Our organizing committee learned a great deal in the process of planning and executing the event—the following are some lessons we took away from the experience:

Lessons Learnt:

  1. Listening to Our Community Works. Our region’s alumni are incredibly diverse and live and work in equally diverse contexts. Therefore, we surveyed 195 APAC alumni to deeply understand the needs and challenges they face. This initiative widened our perspective about cross-cultural professional challenges, and we broadened the scope of the content we planned for the gathering. 

    Our alumni further embodied this lesson by leading “lightning talks” to spark connections with others facing similar problems in their focus areas, including literacy, working with students who have faced trauma, and more. Others planned and facilitated deep-dive sessions on topics such as social and emotional learning and design thinking, in response to the survey results.

     

  2. Vision Drives Motivation. Our alumni community shares the belief that teachers alone cannot change unjust systems. Our collective vision requires collective leadership—we need to work together with other key players like politicians, innovators, journalists, and entrepreneurs who view the problem from different lenses. During the event, we internalized a collective vision and reflected on how each of us wanted to make it our own. We then self-organized into themes of interest such as teacher development, policy, and social entrepreneurship to develop an action plan for how each group could collectively effect change.  

    Our collective vision is:  We are a community of alumni in the Asia Pacific Region that co-creates opportunities and spaces for ourselves, students, communities, country and region to aspire and strive for an equitable world. 

     

  3. Dedication and Urgency Catalyze Connection. Although the planning committee had limited time and resources, we learned how to motivate and continuously engage each other. From our private WhatsApp group to late night calls, we carried each other when work responsibilities had to be prioritized. To others starting a community, know that collective leadership is an art of communication. Leaders must accept working differences and express conflict amongst themselves to achieve success for the community. 

    Our alumni embodied this commitment in their dedication to their Learning Circles, the groups they reflected with throughout the week. They also became thought partners for each other, proposing solutions to problems their peers were facing through a Consultancy Protocol structure. 

     

  4. Opportunities Must Be Co-Created. We created opportunities for leaders across the APAC region, including ourselves, to model and encourage rigor. From session planning to coordinating lightning talks to pushing strict deadlines, we also made attendee participation rigorous.  

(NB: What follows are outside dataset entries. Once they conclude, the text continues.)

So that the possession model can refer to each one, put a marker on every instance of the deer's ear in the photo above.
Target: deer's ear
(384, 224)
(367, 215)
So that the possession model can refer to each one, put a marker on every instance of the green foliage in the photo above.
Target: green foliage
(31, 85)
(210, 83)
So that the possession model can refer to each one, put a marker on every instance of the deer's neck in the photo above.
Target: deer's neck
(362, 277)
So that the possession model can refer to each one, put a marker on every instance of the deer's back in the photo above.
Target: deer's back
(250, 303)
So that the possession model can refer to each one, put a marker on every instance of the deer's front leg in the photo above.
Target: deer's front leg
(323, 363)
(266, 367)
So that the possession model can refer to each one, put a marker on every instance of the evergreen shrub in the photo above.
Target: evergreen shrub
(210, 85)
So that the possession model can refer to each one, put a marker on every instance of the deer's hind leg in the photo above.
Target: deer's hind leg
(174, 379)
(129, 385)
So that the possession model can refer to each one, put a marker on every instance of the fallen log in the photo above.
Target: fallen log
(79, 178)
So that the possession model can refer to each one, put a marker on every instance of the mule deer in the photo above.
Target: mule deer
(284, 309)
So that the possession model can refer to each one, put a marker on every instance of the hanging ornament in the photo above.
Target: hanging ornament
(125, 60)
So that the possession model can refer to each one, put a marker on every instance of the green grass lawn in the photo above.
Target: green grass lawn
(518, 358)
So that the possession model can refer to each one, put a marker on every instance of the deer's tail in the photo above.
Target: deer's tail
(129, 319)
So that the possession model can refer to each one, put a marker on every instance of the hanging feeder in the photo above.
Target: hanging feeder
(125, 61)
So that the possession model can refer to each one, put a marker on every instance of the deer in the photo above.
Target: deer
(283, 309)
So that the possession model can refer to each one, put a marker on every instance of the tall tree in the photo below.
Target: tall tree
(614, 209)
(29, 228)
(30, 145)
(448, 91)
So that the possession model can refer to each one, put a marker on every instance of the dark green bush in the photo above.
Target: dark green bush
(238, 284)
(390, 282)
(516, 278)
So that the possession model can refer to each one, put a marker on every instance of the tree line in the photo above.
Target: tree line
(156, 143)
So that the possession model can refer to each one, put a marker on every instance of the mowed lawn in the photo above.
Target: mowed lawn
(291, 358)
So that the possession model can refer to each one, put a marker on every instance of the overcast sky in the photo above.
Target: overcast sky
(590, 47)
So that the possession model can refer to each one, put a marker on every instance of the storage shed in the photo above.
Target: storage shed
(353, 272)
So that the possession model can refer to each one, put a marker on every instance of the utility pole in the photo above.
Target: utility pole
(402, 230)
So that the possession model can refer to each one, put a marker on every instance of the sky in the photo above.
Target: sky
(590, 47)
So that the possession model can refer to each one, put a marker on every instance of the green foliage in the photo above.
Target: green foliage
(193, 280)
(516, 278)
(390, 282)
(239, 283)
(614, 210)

    This was apparent in our results. Over 130% more people applied to attend the gathering than last year! And nearly 100% of alumni felt connected to the regional vision. The 10 lightning talks, 14 skill-building sessions, and a gallery walk enabled alumni to design eight theme-based projects and initiate six learning groups. 

     

  5. Our Vision is Beyond This Event.  The planning committee started with the effort of seven individuals and passed the vision to the larger alumni network, but this vision goes beyond 100 alumni and extends far into the future. We have so much to do to strengthen our leadership capabilities to address the challenges of our education systems. 

    From the personal stories we shared with each other to the knowledge and skills we built, this event has planted the seed for our community to keep engaging and creating spaces for Teach For All network alumni to learn with and from each other as we contribute to creating a more equitable world for every child.